Simulating Crowbar Circuit Engagement and Disengagement by Modifying Rotor-Side Converter Reference Voltage (MPPT)

In wind power system simulation models, adjusting the rotor-side converter's reference voltage can simulate the dynamic behavior of crowbar circuits without requiring actual IGBTs or ideal switching devices. This method simplifies the modeling process while effectively reflecting the impact of crowbar protection mechanisms on the system. The implementation typically involves conditional logic blocks in simulation environments like MATLAB/Simulink, where reference voltage values are programmatically modified based on grid fault detection signals.

Crowbar circuits are commonly used in low-voltage ride-through (LVRT) scenarios for doubly-fed induction generators (DFIGs), with their core function being rotor-side converter protection during grid voltage dips. Traditional implementations require physical switching devices, whereas this method equivalently achieves crowbar "engagement" (protection activation) and "disengagement" (control restoration) by directly modifying the reference voltage's magnitude or phase. For instance, forcing the reference voltage to zero or a limited value during faults simulates crowbar resistor insertion; restoring the original reference voltage after fault clearance corresponds to disengagement.

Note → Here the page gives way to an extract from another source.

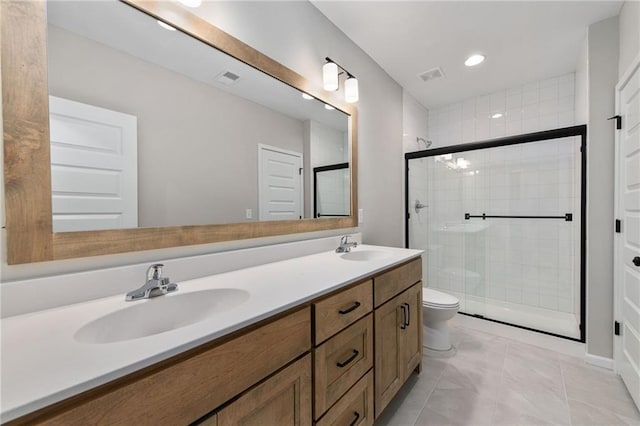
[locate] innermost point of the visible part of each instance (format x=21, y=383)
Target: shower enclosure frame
x=581, y=131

Code implementation would involve creating a state machine that switches between normal operation and fault protection modes, using voltage threshold comparisons to trigger transitions.

This model incorporates maximum power point tracking (MPPT) and rotor current decoupling control strategies. The MPPT algorithm captures optimal wind energy by adjusting generator speed, while decoupling control ensures independent regulation of active/reactive power components in the rotor-side converter. Dynamic reference voltage adjustments must coordinate with both strategies: during engagement, MPPT is temporarily disabled to prioritize protection, while disengagement requires smooth transition back to normal control mode to avoid power oscillations. Algorithm implementation would include priority-based control switching logic and ramp functions for reference voltage recovery.

The advantage of this method lies in reduced model complexity, making it suitable for studying control algorithms' impact on system transient response. However, practical applications must consider non-ideal characteristics like hardware switching delays and losses, which could be simulated through additional time delay blocks and efficiency factors in the control code.